Gaza : la Défense civile annonce de nouveaux morts près d’un centre d’aide, Israël reconnaît des tirs
La Défense civile de la bande de Gaza a annoncé que 10 personnes avaient été tuées et plus de 30 blessées lundi par des tirs israéliens en tentant d’accéder à des centres de distribution d’aide. Ces événements sont les derniers en date d’une série de tirs ayant coûté la vie, selon la Défense civile et la Croix-Rouge internationale, à plusieurs dizaines de Palestiniens à proximité de centres de distribution d’aide gérés par la Fondation humanitaire de Gaza (GHF) depuis que celle-ci a commencé fin mai à distribuer des colis-repas dans le territoire palestinien dévasté par la guerre.

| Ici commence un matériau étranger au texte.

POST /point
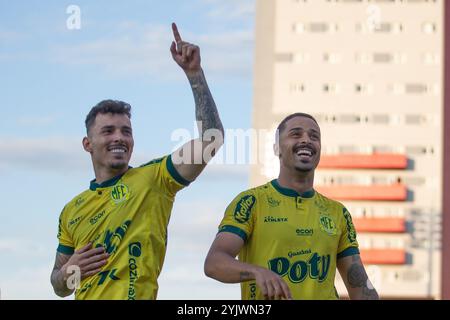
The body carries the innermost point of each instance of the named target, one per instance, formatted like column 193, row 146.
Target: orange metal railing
column 383, row 256
column 394, row 192
column 364, row 161
column 380, row 224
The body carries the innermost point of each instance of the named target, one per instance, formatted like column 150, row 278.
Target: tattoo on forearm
column 205, row 107
column 357, row 278
column 244, row 276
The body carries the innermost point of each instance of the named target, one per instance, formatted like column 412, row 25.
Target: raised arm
column 221, row 264
column 191, row 158
column 355, row 278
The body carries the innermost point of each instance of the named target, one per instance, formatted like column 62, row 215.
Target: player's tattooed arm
column 356, row 279
column 245, row 276
column 206, row 112
column 58, row 279
column 191, row 158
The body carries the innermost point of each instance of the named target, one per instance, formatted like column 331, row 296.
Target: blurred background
column 371, row 72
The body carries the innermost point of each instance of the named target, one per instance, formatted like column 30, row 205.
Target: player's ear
column 276, row 149
column 87, row 144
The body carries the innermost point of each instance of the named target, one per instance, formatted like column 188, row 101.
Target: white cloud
column 27, row 282
column 144, row 50
column 43, row 154
column 231, row 9
column 36, row 120
column 23, row 247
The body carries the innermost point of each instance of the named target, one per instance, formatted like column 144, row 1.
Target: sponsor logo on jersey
column 244, row 208
column 321, row 206
column 316, row 267
column 78, row 202
column 97, row 217
column 252, row 290
column 74, row 221
column 113, row 239
column 304, row 232
column 120, row 193
column 275, row 219
column 351, row 233
column 298, row 253
column 134, row 250
column 327, row 225
column 272, row 202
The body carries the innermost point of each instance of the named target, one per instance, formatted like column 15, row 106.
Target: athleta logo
column 120, row 193
column 272, row 202
column 274, row 219
column 316, row 268
column 304, row 232
column 244, row 208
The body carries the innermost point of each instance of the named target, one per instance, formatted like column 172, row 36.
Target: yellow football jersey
column 127, row 215
column 297, row 236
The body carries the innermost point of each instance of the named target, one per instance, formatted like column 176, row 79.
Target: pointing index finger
column 176, row 34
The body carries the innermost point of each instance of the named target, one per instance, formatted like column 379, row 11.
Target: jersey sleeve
column 348, row 245
column 65, row 243
column 239, row 216
column 163, row 173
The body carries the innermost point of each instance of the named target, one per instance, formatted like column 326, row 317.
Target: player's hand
column 185, row 54
column 89, row 260
column 272, row 286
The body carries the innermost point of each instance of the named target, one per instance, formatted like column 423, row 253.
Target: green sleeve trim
column 348, row 252
column 65, row 249
column 232, row 229
column 174, row 173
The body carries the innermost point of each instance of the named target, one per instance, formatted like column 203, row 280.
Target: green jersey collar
column 108, row 183
column 290, row 192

Mahmoud Bassal, porte-parole de la Défense civile, a déclaré à l’AFP que l’armée israélienne avait tiré "à plusieurs reprises" sur des personnes attendant de pouvoir atteindre ce centre. Ces tirs ont fait six morts vers 06h20, heure locale, et quatre autres vers 14h30, a-t-il dit.
L’armée israélienne a de son côté indiqué à l‘AFP avoir tiré des "coups de semonce" ou "en direction de suspects". L’armée israélienne a déclaré que dans la nuit de dimanche à lundi, "plusieurs individus" avaient tenté de s’approcher de ses troupes dans la région de Rafah, "représentant une menace pour les soldats".